Merker reduced the question to these terms: We know nothing of Caspar Hauser except what it has pleased himself to tell us, and no one ever passed a week with him without surprising him more than once in a lie. What credit does a story deserve that is founded on the testimony of a downright liar? But believers would object: Is it possible to suppose that a young man of an uncultivated and very narrow mind should have a genius for invention, and that he could maintain his imposture to the end without betraying himself or departing from his assumed part? To this the doubters replied: that the public had kindly taken it in hand to facilitate his task for him, and open the way for him, which he had not even had to take the trouble to mark out. Some one has said that in France the first day is for infatuation, the second for criticism, and the third for indifference. The infatuation of the people of Nuremberg seems to have been more enduring than usual; for the days of criticism and indifference never came for Caspar Hauser.
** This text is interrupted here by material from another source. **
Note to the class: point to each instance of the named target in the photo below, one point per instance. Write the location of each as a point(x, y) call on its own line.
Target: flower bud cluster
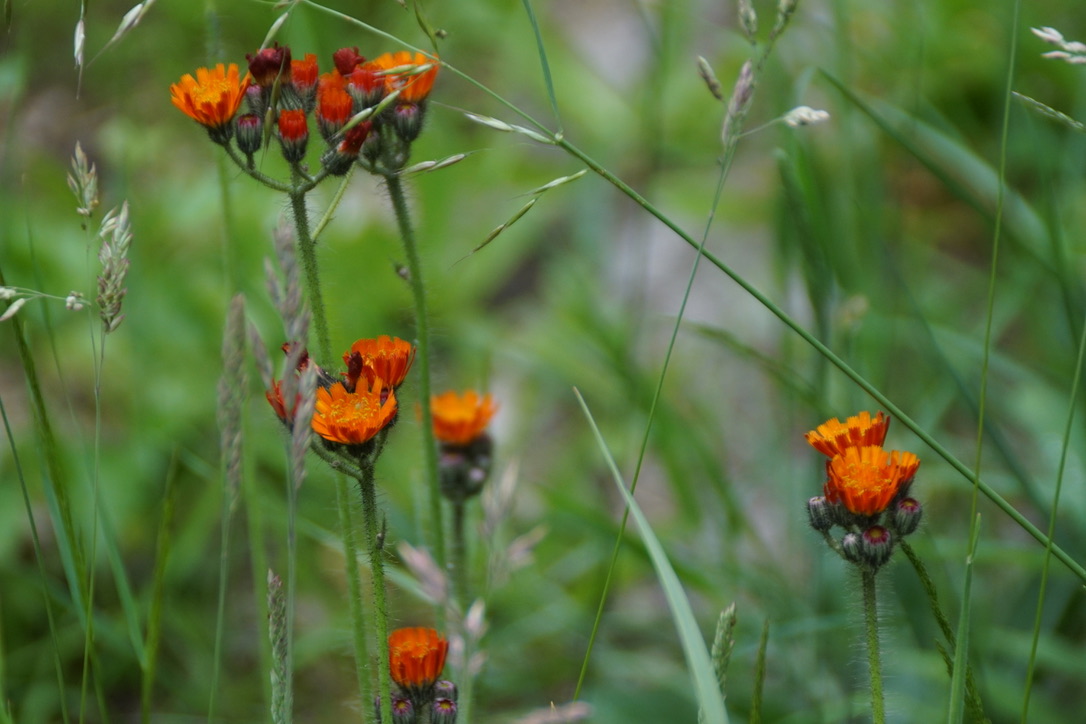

There are two kinds of cunning. One, which sometimes has genius in it, composes in advance a grand plan, conforms all its conduct to it, and prepares afar off, for its adversaries, traps which shall be sprung suddenly and surely. That is the cunning of Ulysses and the politicians. Caspar Hauser had nothing but the passive cunning of the chameleon, which changes color to agree with the objects around it. He accommodated himself to circumstances; he lent himself with unlimited compliance to the desires and prejudices of his benefactors, and he worked upon their prepossessions and their open credulity.